Focus on SOE reform and governance
At present, according to the UNDP, the Government should take into account macroeconomic context, and take resolute actions to ensure growth together with macroeconomic stability and social development as the Government has done in recently.
 
Many of measures needed to achieve long-term sustainable socioeconomic development require the upgrading and modernisation of existing economic management systems and structures to adapt to new economic contexts where Vietnam has become the middle income country. This has been long considered a priority by the Vietnamese Government and development partners, and there are now initiatives in such areas as macroeconomic management and coordination, science and technology, commercial policymaking capacity improvement.
 
Nonetheless, under current circumstances, two specially important fields are SOE reform and governance.

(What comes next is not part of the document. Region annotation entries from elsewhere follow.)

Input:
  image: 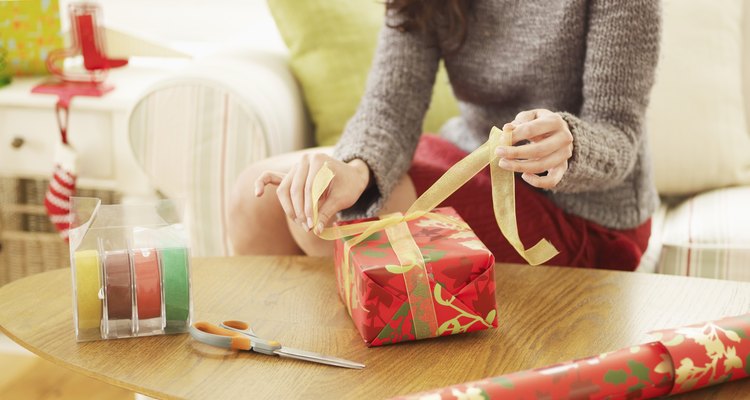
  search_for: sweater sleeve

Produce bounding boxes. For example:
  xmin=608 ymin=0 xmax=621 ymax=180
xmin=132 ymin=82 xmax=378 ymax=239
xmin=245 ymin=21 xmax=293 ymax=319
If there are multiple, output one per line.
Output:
xmin=553 ymin=0 xmax=660 ymax=193
xmin=334 ymin=12 xmax=440 ymax=219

UNDP pointed out that the recent Vinashin case has exposed crucial weaknesses in SOE governance regime in Vietnam, where preferences and priorities are not always fully utilised to ensure effective business activities and strategies, and responsibilities as well as the decentralisation of responsibilities between the Government agencies and SOEs (State-owned enterprises) are unclear. This places an emphasis on professionalization requirements at SOEs in Vietnam. The Government has announced a series of measures to address specific problems with Vinashin Group. However, the Government should also take this opportunity to settle some popular systemic weaknesses in corporate governance in the entire SOE block in Vietnam.
 
Operating management measures to the sector with many SOEs can help improve SOE operating performance.
 
State-funded investment sector is also encountering many challenges. In the next decade, Vietnam will need to refurbish its infrastructure system in key areas like transport and energy to spur economic growth and enhance competitiveness on international arenas, improve the transportation of people and goods all over the country and abroad, ensure accommodations for rapidly growing urban population, and address challenges to climate change adaptation.
 
In particular, Vietnam needs to continue with determinations to invest in for-everyone education as the central factor of ensuring sustainable socioeconomic development. According to international experience, education investment is the most effective tool to prevent income inequality and ensure benefits for all people. Education has also been proven to be the best way to avoid double trap - rising inequality and low competitiveness - the middle income country often meets, by improving productivity of the economy and ensure good employment opportunities for everyone.
 
In addition, according to UNDP, Vietnam needs to more efforts in human resource management and pro-people public administration served by enthusiastic, capable and knowledgeable officials and civil servants.